John R Walker
John R Walker completed two degrees at Edinburgh before going on to have a fascinating career at the Foreign and Commonwealth Office. He tell us more.
Name | John R Walker |
Degree Course | Politics And Modern History; PhD Politics Department |
Year of Graduation |
1982, 1987 |
Your time at the University
My uncle had been to Edinburgh to study law, and when I was younger that was something that I wanted to do as well. However, I changed my mind about a law degree but stuck with my ambition of coming to Edinburgh where I ended up for both my undergraduate and postgraduate degrees in modern history and politics.
As for summer jobs, I had the same one between the time I left school and into my postgraduate years – a green keeper at the local golf course for about 10 to 12 weeks where we routinely started work at 5.30am and sometimes even earlier at weekends in high summer – not that we really have high summer in Scotland!
I was a member of the University’s Railway Society and we managed to convince British Rail to name one of its class 47 locomotives ‘The University of Edinburgh’ to mark the 400th anniversary of the founding of the University. Much later on when the loco had been withdrawn I had a chance to buy one of the nameplates that was on sale at Collectors’ Corner at Euston station, but I hesitated and the opportunity was gone.
Make the most of your time at Edinburgh – work hard and play hard as that will set you up well for life.
Tell us about your experiences since leaving the University
I was two and a half years into my PhD on British Attitudes to Nuclear Proliferation 1952-1982 when I spotted an advert for a three year senior research officer post in the Foreign and Commonwealth Office’s Arms Control and Disarmament Research Unit – there was a prospect of a further two years, but at that stage I planned to pursue an academic career and thought that a few years’ experience working at the coalface would be ideal and be extremely valuable later for securing a post at a university researching and teaching strategic studies. So I applied without any great expectation.

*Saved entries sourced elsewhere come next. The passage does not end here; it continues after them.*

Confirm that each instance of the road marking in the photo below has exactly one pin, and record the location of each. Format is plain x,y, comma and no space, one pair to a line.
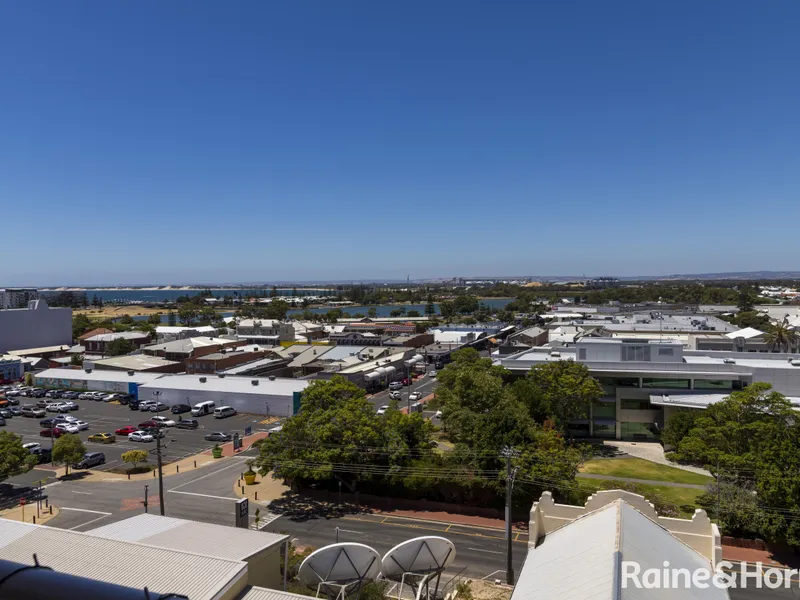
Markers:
236,464
87,523
203,495
97,512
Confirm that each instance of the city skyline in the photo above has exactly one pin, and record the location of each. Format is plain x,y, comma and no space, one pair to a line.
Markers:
151,143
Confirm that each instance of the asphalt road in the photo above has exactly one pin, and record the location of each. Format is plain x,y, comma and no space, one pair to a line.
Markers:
103,417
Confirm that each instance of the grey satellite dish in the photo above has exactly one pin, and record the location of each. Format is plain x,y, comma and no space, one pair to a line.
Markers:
340,569
418,562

To my great surprise I was appointed to the FCO post and then spent the first year working evenings and weekends to finish my PhD. The FCO seemed to like me enough to offer a two year extension and then, even better, the post was made a permanent one when I was half way through my fourth year. By this time working in the FCO was always proving much more interesting than going back to academia.
And some 32 years later I’m still there, but now as the Head of the Arms Control and Disarmament Research Unit. Working on the inside on nuclear, chemical and biological weapons arms control has been fascinating, rewarding and at times deeply frustrating – it has been good fun too. Being at the centre of negotiations in Geneva, The Hague and Vienna, drafting and presenting UK national working papers as well as conducting historical research into arms control history and Britain’s own nuclear, biological, chemical weapons programmes has been, and remains, a truly satisfying experience. Despite being a serving FCO official I’ve managed to publish two books on arms control history, which was a career high point: 'British Nuclear Weapons and the Test Ban 1954-1973' and 'Britain and Disarmament: The UK and Nuclear, Biological and Chemical Weapons Arms Control and Programmes 1956-1975'.
But perhaps the most personally challenging events and most significant were my participation in the Comprehensive Nuclear Test Ban Treaty’s major on-site inspection exercises in 2008 at the former Soviet nuclear test site at Semipalatinsk, Kazakhstan, where I played the role of the surrogate inspected state party representative; and in 2014 in the even larger exercise in Jordan where I led the external evaluation team. In Kazakhstan we lived for a month in a tented camp on the edge of the ‘Polygon’ – the Soviet era name for the test site; the weather was unseasonably bad and for a short while it seemed more of a survival than an on-site inspection exercise. Despite that I would not have missed the opportunity and would happily do it all again.
This experience also shows how things can change, which as someone who started off as an historian is good to witness from first-hand experience. When I joined the FCO in March 1985 the Cold War was still under way with no end in sight, the UK did not favour a test ban treaty at that time and any notion that Western experts would have access to the Soviet nuclear test site would have been dismissed as fantasy. Over 20 years later there we were a multinational group of experts camped by the test site making a series of scientific observations and measurements. On the way back from the exercise we spent a few days in the formerly closed city of Kurchatov. As the ‘head’ of the inspected state party team in the exercise our hosts put me up in a dacha that was used by the test directors when the Polygon was active – you couldn’t make it up!
Alumni wisdom
Make the most of your time at Edinburgh – work hard and play hard as that will set you up well for life.